At Southern Door, the district has already called off its own Eagle Invitational volleyball tournament and almost a dozen other large, nonconference, multi-team volleyball and cross-country meets, Athletic Director Korey Mallien said. Although the WIAA defines cross-country as a low-contact activity that has been allowed to start earlier than others, Mallien said it might present the most significant challenges in determining a conference champ.

“You can do staggered starts, but I still don’t think anyone feels comfortable bringing seven, eight, nine schools together in one setting [for the title-deciding conference meet],” Mallien said. “We’ll get that figured out.”

Whether fans and parents get to attend events – as usual, in limited numbers or not at all – remains an open question, Mallien said, but, fortuitously, Southern Door recently received grant money to install cameras at the football field and in the gym to record livestreams of events that fans can watch at home.

“Mike Holtz has done a really good job of revising schedules to make this work,” Mallien said. “He has put together both a conference-only schedule and another one that’s ready to go if we decide to do nonconference sports [at the tail end of the season].”

Todd Meikle, athletic director at Sturgeon Bay, might have the most complex puzzle to figure out because only two of his school’s five fall sports compete in the Packerland. 

The girls golf and girls swimming teams belong to the Bay Conference – which is moving forward with fall sports – and the football team is in its second year as an independent, eight-player program. Sevastopol and Gibraltar also sponsor eight-player teams in a combined conference encompassing the Packerland, Marinette-Oconto and Northern Lakes leagues. 

Sturgeon Bay was set to host a Bay Conference meet at Cherry Hills Golf and Lodge Monday but had to drop out because of Door County’s still-elevated disease threat level.

“The meet is going to take place [elsewhere], but we’re still going to have them go out to Cherry Hills and record their scores and ‘compete,’” Meikle said. “It won’t count, but for [the sake of] their competitive energy, we wanted to make it more than a practice and give them a ‘game-like’ atmosphere.”

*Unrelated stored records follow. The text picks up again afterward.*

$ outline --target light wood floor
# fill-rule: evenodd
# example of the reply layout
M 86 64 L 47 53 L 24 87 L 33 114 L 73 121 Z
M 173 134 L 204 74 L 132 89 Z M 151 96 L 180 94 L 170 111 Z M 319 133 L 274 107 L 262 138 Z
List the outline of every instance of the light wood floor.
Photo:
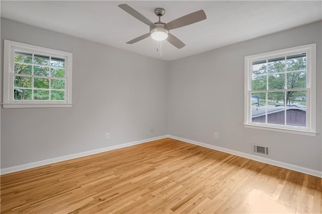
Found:
M 321 213 L 322 179 L 169 138 L 1 176 L 1 213 Z

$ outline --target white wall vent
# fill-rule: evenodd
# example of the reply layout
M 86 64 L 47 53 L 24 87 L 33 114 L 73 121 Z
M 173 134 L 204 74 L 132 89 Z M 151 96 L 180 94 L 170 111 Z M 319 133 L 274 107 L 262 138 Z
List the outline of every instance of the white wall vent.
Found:
M 269 147 L 256 144 L 252 144 L 252 146 L 253 153 L 271 157 L 271 150 Z

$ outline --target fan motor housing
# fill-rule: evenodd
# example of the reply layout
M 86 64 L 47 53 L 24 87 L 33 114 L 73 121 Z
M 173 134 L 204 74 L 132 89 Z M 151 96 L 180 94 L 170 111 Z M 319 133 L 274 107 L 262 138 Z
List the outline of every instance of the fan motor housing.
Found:
M 157 31 L 162 31 L 169 34 L 169 30 L 168 28 L 166 27 L 166 23 L 156 22 L 154 23 L 154 25 L 155 25 L 156 26 L 150 27 L 150 34 Z

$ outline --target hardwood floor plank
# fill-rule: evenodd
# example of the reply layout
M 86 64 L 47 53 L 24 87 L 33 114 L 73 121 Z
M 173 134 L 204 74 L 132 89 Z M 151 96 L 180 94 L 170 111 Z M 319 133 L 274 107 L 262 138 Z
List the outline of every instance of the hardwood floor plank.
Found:
M 322 179 L 166 138 L 2 175 L 1 213 L 322 212 Z

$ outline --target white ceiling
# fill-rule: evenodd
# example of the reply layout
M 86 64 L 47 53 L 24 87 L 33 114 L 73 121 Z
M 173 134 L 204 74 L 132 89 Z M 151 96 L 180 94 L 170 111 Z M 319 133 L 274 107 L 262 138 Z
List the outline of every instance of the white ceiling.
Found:
M 127 4 L 153 22 L 156 8 L 169 22 L 203 9 L 207 19 L 170 31 L 186 46 L 163 42 L 162 59 L 171 61 L 322 19 L 318 1 L 4 1 L 1 17 L 94 42 L 159 58 L 149 27 L 118 7 Z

The Pulse also tried to reach Gibraltar Athletic Director Peggy Tanck but could not get a comment before press time.

Meanwhile, Norton and her Southern Door volleyball teammates are doing their part to try to bring those infection numbers down, but she admits it’s strange doing informal summer workouts while wearing a face mask, cleaning spots on the floor where a player dove for the ball and sanitizing the ball itself if it’s shared on a pass. That’s on top of temperature checks upon arriving at the gym and the now-customary rituals of social distancing, hand sanitizing and hand washing.

“It’s mostly [spaced-out] individual drills we’re doing now,” she said. “But for me as a setter and being as vocal as I am on the court, I feel like I have to communicate. But with the mask [muffling my voice], all I get back is the other girls asking me, ‘What did you just say?’”

Despite the challenges that some of the safety rules have created, the alternative is worse.

“We’re hopeful our kids have learned how quickly something can be taken away from you,” Mallien said. “We lost that in the spring, so why would you not want to follow every [rule] to a T?”